In the field of safety and pre-bid risk mitigation, NLP is a useful method and tool to support the project manager in project risk mitigation.

The last application of NLP refers to procurement risk management.

As the size and complexity of construction projects significantly increased, the number of disputes among the parties involved during construction work is constantly increasing. To avoid such disputes, participants need to be sure of their contractual positions and rights. Most international construction projects require contract management teams to examine all possible contract risks during tendering periods. However, it is very difficult to review a large number of contracts in a short period of time. NLP approach is used to propose a model of automatic extraction of poisonous clauses (Lee et al. 2019).

The NLP approach proposed is, therefore, effective in automatically reading and extracting poisonous clauses from construction contracts. The algorithm, suitably modified, can be used to read and extract data from documents other than construction contracts.

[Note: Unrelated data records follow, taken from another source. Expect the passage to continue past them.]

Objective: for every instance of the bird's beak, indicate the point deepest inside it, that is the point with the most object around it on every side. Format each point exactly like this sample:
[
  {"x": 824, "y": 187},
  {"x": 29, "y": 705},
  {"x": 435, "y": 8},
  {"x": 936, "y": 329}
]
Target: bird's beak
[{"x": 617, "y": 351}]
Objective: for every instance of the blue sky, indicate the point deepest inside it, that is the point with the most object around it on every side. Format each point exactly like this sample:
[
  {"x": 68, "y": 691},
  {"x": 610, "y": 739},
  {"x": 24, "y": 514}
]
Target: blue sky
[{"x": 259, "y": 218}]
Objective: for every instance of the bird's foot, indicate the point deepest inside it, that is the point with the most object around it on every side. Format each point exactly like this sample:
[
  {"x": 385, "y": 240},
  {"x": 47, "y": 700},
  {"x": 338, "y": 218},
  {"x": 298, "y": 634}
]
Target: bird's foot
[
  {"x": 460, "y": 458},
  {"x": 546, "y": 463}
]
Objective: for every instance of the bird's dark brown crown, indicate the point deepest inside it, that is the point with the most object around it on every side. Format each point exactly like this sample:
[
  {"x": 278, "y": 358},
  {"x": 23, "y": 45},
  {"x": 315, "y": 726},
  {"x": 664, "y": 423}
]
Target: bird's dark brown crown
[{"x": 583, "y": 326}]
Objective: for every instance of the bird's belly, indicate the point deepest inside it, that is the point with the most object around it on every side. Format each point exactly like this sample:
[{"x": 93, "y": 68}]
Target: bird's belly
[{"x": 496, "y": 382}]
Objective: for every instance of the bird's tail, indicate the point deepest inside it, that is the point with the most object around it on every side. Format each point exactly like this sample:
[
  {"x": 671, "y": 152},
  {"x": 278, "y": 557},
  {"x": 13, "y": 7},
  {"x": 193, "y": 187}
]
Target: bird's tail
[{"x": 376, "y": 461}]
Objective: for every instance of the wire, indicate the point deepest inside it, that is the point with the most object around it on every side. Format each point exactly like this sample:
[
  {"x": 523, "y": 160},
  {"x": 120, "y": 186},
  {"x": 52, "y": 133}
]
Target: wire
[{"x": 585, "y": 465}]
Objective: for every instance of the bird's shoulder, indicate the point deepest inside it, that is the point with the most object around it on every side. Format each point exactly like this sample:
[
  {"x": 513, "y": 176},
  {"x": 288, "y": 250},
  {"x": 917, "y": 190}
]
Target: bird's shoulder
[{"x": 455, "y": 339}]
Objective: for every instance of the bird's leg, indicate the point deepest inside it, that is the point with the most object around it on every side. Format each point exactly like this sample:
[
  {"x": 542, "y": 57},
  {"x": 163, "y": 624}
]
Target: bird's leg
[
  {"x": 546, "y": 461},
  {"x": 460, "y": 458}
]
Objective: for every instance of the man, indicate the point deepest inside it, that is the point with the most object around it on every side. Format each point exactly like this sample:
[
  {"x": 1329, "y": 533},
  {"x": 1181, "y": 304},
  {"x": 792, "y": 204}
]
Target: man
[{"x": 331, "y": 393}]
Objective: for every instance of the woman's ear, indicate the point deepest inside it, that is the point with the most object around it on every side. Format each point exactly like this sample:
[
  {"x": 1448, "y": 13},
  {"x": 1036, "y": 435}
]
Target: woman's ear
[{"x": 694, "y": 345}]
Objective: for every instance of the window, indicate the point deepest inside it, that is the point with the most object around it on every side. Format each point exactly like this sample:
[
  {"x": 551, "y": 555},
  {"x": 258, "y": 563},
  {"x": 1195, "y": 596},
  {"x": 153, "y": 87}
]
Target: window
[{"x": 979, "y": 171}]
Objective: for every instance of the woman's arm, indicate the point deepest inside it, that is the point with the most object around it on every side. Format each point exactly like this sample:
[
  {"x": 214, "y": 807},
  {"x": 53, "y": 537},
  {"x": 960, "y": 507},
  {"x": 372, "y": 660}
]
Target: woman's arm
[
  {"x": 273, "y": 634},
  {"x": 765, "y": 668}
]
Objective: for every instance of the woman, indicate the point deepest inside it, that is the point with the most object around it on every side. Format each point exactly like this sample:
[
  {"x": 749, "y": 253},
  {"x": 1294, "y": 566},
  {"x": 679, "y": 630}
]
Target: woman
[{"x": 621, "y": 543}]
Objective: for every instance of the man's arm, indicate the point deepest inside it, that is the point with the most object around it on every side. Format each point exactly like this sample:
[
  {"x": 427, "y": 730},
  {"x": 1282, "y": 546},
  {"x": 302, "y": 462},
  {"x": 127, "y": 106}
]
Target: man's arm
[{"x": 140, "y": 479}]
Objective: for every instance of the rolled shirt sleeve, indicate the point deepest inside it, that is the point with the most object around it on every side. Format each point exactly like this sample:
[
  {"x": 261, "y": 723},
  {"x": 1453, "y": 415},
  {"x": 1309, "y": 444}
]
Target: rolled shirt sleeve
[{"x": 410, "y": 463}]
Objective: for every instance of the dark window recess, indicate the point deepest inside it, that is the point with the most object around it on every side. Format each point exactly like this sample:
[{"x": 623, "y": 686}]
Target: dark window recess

5 Conclusions and Further Developments: NLP for Requirements Engineering

Given the importance of the correct and complete definition of the initial project requirements for the successful application of project and information management, the NLP approach to support the translation of the requirements into numerical and alphanumerical terms could help reducing the gap between expected and actual quality. The presented case studies show that, methods, techniques, and application cases of NLP have already been tested. However, no case of systemic application to construction project has been found since the early stages of planning. The use of NLP for the definition of initial requirements would have a greater impact if applied at an early stage. The NLP approach could be used for the definition of the initial requirements of a public client helping the public actor to define requirements on a numerical and alphanumerical basis and not on a simple text basis. Through the alphanumeric requirements translation, the public client would be the main actor in a Data-driven construction process, increasing its ability to understand, manage and direct the outcome of the design. The numerical translation of the requirements would make the entire process computable, and digitally manageable, which would see the client as able to contribute directly to the design process (Ciribini 2016). NLP supports requirements engineering by transforming the classic qualitative demand based on text data into a computational demand based on formal and structured data. During a data-driven process, the monitoring of the objectives to be achieved can be more effective and immediate, reducing the risk of overcoming time and costs and not reaching the expected quality level.

Possible further development of requirements translated into a computational form, through NLP, is the possibility of being readable and digitally managed. In this way, the design and construction process can be managed digitally from the earliest stages. Text translated into informal language data using NLP approach can be used to train an Artificial Intelligence. The A.I. needs a huge quantity of data to be trained. The amount of data needed for training A.I. can be an application limit. The AI, if properly instructed, could support the evaluation phase of the project to verify the degree of compliance of the project with the requests coming from the translation of text document. The system structured in this way would be configured as a decision support system for assessing the progress of the project. The monitoring of the project progress would be automatically managed by the AI to avoid errors and costs in economic and temporal terms.